Une audience qui se diversifie J’observe dans mes enquêtes que le lectorat s’élargit considérablement : plus de femmes, plus de personnes de plus de 40 ans… Cette diversification constitue un signe encourageant pour l’avenir du medium.
La symbiose manga-animé La relation entre mangas imprimés et adaptations animées s’intensifie, créant un cercle vertueux. Comme le souligne Jérôme Manceau, directeur marketing de Crunchyroll : « Quand on lance un manga en France, on n’a pas l’assurance du succès tant que l’animé n’est pas confirmé.

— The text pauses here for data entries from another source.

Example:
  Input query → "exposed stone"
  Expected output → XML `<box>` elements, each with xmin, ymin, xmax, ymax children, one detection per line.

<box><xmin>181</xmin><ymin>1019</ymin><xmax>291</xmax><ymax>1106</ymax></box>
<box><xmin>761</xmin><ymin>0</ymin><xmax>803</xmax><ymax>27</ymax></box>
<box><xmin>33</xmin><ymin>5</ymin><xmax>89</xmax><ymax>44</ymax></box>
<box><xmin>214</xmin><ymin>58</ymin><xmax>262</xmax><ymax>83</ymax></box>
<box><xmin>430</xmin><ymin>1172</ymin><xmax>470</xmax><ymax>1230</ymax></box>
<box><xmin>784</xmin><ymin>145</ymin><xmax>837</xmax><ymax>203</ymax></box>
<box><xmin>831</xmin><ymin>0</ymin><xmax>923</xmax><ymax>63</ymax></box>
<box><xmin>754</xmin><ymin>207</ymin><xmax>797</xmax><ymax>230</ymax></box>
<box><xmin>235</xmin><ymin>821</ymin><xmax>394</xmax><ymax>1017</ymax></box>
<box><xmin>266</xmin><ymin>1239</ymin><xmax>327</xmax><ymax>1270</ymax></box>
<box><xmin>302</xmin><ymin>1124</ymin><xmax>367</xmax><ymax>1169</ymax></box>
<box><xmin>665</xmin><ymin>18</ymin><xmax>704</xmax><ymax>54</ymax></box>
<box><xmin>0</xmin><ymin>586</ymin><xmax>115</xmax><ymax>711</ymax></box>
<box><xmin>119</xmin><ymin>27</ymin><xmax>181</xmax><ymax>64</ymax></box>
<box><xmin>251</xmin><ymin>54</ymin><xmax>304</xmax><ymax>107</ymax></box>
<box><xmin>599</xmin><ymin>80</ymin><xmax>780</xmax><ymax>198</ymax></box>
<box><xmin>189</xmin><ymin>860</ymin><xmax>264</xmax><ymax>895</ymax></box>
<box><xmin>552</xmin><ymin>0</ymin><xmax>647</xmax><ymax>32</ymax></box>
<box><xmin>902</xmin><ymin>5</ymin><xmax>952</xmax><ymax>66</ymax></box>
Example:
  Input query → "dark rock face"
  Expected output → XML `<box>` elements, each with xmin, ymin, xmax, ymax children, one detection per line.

Mais une fois que l’animé est là, c’est une sorte de preuve du succès durable du manga. »
Vers un nouvel équilibre du marché manga
Pour s’adapter à cette nouvelle réalité, les acteurs du secteur explorent différentes pistes :
La diversification de l’offre Les éditeurs misent désormais sur un catalogue plus varié, moins dépendant des séries phares et plus ouvert à la création originale.
L’émergence de formats alternatifs Le développement des one-shots et des formats numériques pourrait contribuer à redynamiser un marché en quête de renouveau.
L’adaptation aux nouveaux modes de consommation Il est crucial pour les professionnels de prendre en compte l’évolution des habitudes de lecture et d’acquisition des mangas par un public de plus en plus connecté.
Pour les passionnés comme moi, cette période représente une phase de transition nécessaire après une croissance exceptionnelle mais peu soutenable. Le marché du manga en France cherche simplement son point d’équilibre, tout en conservant son statut de deuxième pays consommateur au monde, juste derrière le Japon.
Alors, faut-il s’inquiéter de cette baisse du marché manga ? Je dirais plutôt qu’il convient d’y voir une opportunité de maturation pour un secteur qui, après avoir connu une expansion fulgurante, entre dans une phase de consolidation prometteuse.